Open brettz9 opened 10 years ago
brettz9
commented
10 years ago And if you are allowing file opening by "xfile", I'm guessing users could be at risk for XSRF attacks if a site opened an xfile item behind the scenes (and there was no chance for user permission)... I had actually been using my own "xfile" protocol in https://github.com/brettz9/asyouwish/blob/master/demos/requestPrivs-file-browser-demo.html which confirms the user wishes to open the link.
FunkMonkey
commented
10 years ago Hi,
Thanks for the input. Think of xfile as an extended version of the file-protocol that works and looks much more like native file explorers (f. ex. Windows Explorer, Nautilus, etc.) - providing file-system navigation, file operations (copy, cut, delete), views and the like. Visiting a xfile url (which, btw looks exactly like a file url, except for the x in front) automatically adds it to the Firefox history (just like visiting a normal http url).
Dragging a tab to the bookmark-bar or clicking the little star adds it as a bookmark (just like you can do with any other url, including file urls).

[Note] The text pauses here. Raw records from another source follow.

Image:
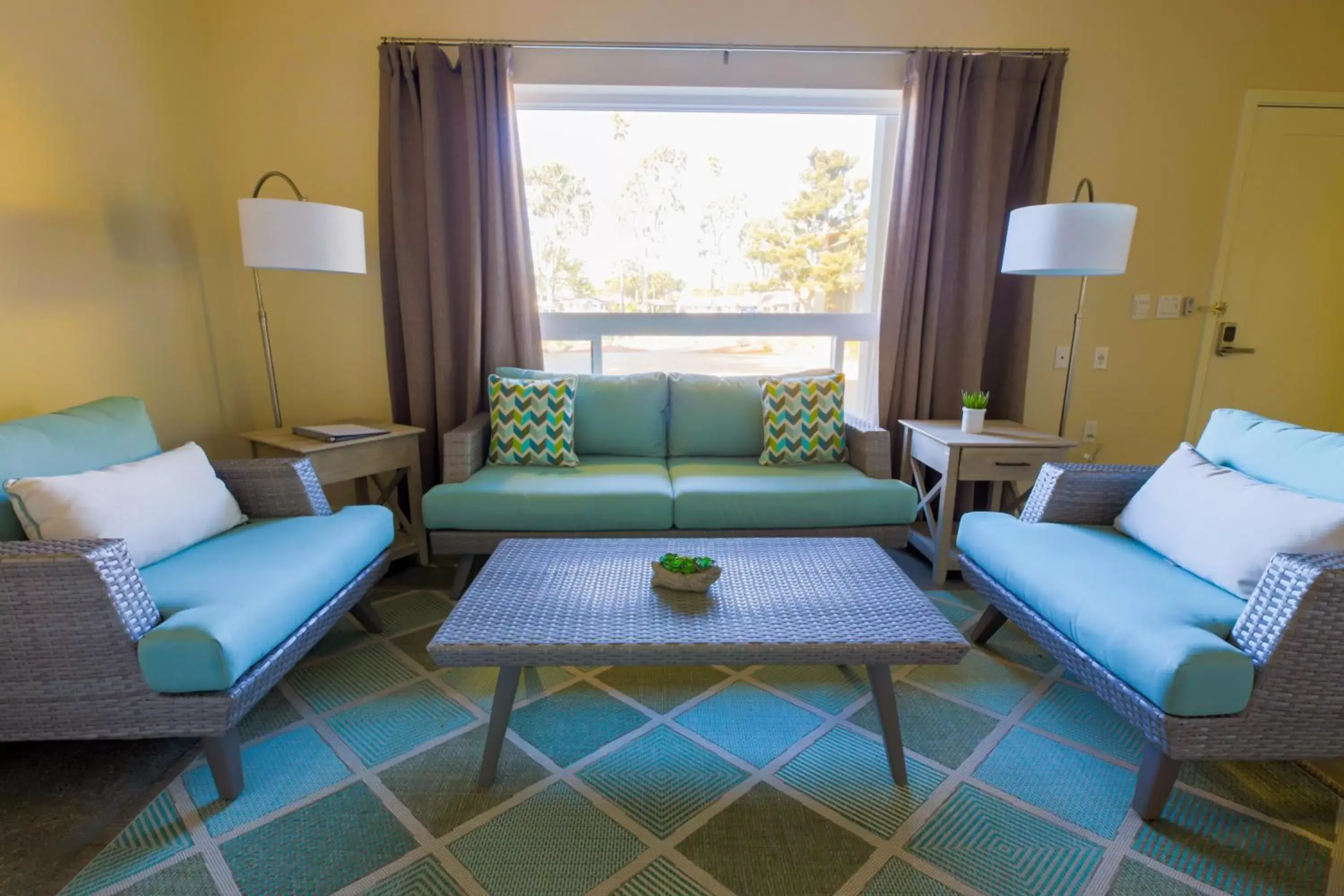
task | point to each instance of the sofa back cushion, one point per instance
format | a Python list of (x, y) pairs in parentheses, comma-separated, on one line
[(89, 437), (623, 416), (159, 505), (1307, 461), (1225, 526), (718, 416)]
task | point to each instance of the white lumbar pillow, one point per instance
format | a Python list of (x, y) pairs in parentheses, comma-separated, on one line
[(1223, 526), (159, 505)]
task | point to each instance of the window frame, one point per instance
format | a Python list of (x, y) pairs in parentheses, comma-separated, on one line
[(861, 327)]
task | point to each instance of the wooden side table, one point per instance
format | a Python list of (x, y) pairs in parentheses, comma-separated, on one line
[(1006, 453), (377, 465)]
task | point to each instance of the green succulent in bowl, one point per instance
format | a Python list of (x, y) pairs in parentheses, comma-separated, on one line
[(685, 564)]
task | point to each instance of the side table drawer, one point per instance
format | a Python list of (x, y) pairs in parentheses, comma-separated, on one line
[(1007, 464)]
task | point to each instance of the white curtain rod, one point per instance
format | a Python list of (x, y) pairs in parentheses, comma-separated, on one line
[(724, 47)]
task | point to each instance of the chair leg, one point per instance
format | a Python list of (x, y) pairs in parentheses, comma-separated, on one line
[(225, 755), (367, 616), (1156, 778), (986, 626), (463, 574)]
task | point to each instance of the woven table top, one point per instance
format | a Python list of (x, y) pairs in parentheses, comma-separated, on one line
[(779, 601)]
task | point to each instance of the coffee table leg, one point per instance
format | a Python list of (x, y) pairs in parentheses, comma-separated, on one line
[(500, 710), (885, 698)]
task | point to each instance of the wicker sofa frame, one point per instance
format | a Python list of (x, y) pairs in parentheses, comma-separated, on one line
[(465, 452), (74, 610), (1292, 629)]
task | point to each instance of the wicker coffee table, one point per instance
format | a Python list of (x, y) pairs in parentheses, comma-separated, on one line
[(588, 602)]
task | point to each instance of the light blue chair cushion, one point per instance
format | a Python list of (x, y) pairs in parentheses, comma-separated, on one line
[(1307, 461), (601, 493), (615, 414), (740, 493), (1155, 626), (89, 437), (232, 599)]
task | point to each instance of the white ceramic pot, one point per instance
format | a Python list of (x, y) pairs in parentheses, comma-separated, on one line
[(972, 420)]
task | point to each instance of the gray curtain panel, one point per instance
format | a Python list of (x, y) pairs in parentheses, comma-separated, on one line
[(978, 132), (459, 296)]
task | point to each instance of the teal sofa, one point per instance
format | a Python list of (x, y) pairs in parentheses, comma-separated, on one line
[(93, 646), (664, 454), (1202, 672)]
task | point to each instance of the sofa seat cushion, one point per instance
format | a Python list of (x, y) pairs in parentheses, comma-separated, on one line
[(1154, 625), (600, 495), (232, 599), (738, 493)]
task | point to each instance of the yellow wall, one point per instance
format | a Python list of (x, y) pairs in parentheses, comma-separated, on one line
[(103, 272), (1151, 107)]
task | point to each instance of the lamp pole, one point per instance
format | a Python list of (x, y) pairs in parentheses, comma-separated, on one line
[(261, 303), (1078, 323)]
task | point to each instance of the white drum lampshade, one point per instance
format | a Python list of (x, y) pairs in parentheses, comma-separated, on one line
[(302, 236), (1069, 240)]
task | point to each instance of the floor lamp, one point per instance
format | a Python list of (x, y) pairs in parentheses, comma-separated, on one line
[(295, 234), (1070, 240)]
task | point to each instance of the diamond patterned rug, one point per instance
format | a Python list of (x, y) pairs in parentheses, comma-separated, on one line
[(762, 781)]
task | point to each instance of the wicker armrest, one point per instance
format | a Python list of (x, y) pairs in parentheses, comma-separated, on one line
[(70, 616), (1084, 493), (870, 448), (1301, 599), (275, 487), (464, 448)]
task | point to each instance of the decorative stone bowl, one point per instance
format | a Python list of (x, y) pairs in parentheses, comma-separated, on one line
[(698, 582)]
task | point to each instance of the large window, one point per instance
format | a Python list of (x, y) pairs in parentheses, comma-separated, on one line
[(707, 232)]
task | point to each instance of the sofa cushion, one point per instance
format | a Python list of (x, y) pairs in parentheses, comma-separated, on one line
[(1154, 625), (89, 437), (603, 493), (1307, 461), (1225, 526), (738, 493), (623, 416), (159, 505), (232, 599)]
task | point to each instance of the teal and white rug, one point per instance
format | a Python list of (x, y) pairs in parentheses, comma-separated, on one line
[(757, 781)]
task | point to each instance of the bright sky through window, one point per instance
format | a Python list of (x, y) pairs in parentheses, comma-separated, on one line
[(698, 211)]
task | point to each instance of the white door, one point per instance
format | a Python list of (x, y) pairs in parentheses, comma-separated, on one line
[(1283, 276)]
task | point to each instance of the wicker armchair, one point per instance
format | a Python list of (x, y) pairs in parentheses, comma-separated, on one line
[(73, 612), (1291, 629)]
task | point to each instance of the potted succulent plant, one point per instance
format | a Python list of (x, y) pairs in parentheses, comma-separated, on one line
[(974, 412), (685, 574)]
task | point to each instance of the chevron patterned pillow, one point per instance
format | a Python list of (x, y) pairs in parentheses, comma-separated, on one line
[(533, 422), (804, 420)]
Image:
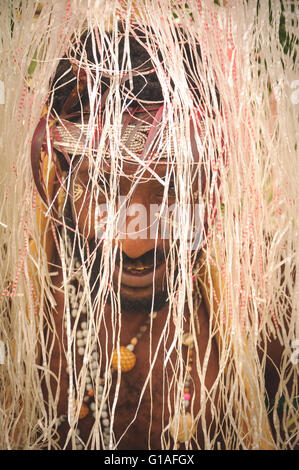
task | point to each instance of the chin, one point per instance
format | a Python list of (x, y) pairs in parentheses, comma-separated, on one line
[(144, 301)]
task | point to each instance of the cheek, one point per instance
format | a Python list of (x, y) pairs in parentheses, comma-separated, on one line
[(84, 217)]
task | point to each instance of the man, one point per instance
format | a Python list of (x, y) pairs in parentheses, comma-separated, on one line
[(155, 402), (156, 306)]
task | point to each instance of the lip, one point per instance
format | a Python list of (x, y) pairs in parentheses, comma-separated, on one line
[(140, 279)]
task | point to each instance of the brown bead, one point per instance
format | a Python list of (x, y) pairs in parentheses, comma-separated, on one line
[(127, 359), (182, 427), (84, 410)]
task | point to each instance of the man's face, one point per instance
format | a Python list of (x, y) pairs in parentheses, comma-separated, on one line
[(145, 201)]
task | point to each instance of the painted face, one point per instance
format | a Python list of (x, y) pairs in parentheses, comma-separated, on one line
[(145, 220)]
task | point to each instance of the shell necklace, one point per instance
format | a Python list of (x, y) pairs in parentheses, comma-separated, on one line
[(123, 359)]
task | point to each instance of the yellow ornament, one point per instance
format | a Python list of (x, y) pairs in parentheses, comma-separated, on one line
[(188, 339), (127, 359), (182, 427), (83, 410)]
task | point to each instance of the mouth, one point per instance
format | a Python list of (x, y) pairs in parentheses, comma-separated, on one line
[(144, 271)]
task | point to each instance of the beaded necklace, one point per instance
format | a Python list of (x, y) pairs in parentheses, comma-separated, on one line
[(181, 427)]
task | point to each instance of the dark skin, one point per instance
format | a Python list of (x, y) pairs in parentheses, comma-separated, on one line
[(146, 428), (137, 437)]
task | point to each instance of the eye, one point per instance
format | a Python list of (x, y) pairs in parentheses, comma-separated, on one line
[(169, 191), (102, 187)]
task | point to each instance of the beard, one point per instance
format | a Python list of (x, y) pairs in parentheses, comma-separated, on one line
[(145, 305), (145, 301)]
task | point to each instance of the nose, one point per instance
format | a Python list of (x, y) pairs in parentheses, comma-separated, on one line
[(136, 239)]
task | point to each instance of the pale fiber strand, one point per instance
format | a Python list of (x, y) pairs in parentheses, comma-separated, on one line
[(258, 192)]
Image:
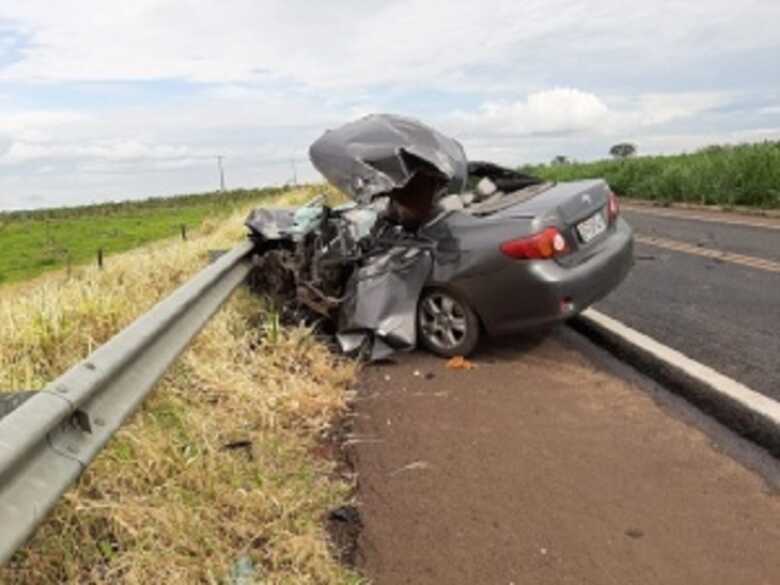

This allows for easier navigation of the filesystem compared to a native browser, as you just need to type a bit of the path into the addressbar and - if you already visited the path you want to go to - Firefox will propose you all xfile urls containing your query string. (see the screenshot on the main page).
XSRF is truly a risk that I did not think about yet, as the filebrowser never reached a usable state. But this is certainly something that needs to be added once I rewrite Loomo....
Hey, I like that you are working on such a project.
Firstly, I am not clear that xfile: is necessary now, as it seems to me that one can already bookmark and tag directories. I see you mention it can also tag/bookmark files, but I'm not clear how that works--do you have to right-click the file to tag/bookmark it (and avoid opening it)? (Sorry, I tend to wait until approved at AMO before installing, so I think it may be helpful to have this detailed on the readme.)
Also FYI, I have a similar project at https://github.com/brettz9/filebrowser-enhanced/ which might provide some ideas (in the todo list perhaps if nothing else).
Finally, in case you were interested, I have been working on https://github.com/brettz9/webappfind to allow data files to be launched into web applications from the desktop (currently Windows only). I wanted to integrated this into my filebrowser, but I am sharing the idea to you in case it interests you as well. I think it makes sense for this functionality in such a file browser since one is already in a web environment and perhaps even more likely to want to open the files into a web app (or even potentially a desktop app which is aware of the specific file types definable in filetypes.json ).
(I can rename or subdivide these 3 issues in case you want to track any of them independently of this issue.)